I need to calculate the arcsine function of small values that are under the form of mpmath's "mpf" floating-point bignums.
What I call a "small" value is for example e/4/(10**7) = 0.000000067957045711476130884...
Here is a result of a test on my machine with mpmath's built-in asin function:
import gmpy2
from mpmath import *
from time import time
mp.dps = 10**6
val=e/4/(10**7)
print "ready"
start=time()
temp=asin(val)
print "mpmath asin: "+str(time()-start)+" seconds"
>>> 155.108999968 seconds
This is a particular case: I work with somewhat small numbers, so I'm asking myself if there is a way to calculate it in python that actually beats mpmath for this particular case (= for small values).
Taylor series are actually a good choice here because they converge very fast for small arguments.

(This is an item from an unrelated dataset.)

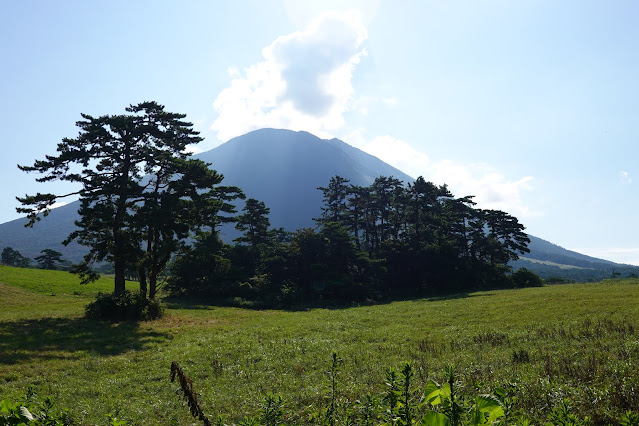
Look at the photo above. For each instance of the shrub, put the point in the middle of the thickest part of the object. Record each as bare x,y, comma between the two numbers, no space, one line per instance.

But I still need to accelerate the calculations further somehow.
Actually there are some problems:
1) Binary splitting is ineffective here because it shines only when you can write the argument as a small fraction. A full-precision float is given here.
2) arcsin is a non-alternating series, thus Van Wijngaarden or sumalt transformations are ineffective too (unless there is a way I'm not aware of to generalize them to non-alternating series).
https://en.wikipedia.org/wiki/Van_Wijngaarden_transformation
The only acceleration left I can think of is Chebyshev polynomials. Can Chebyshev polynomials be applied on the arcsin function? How to?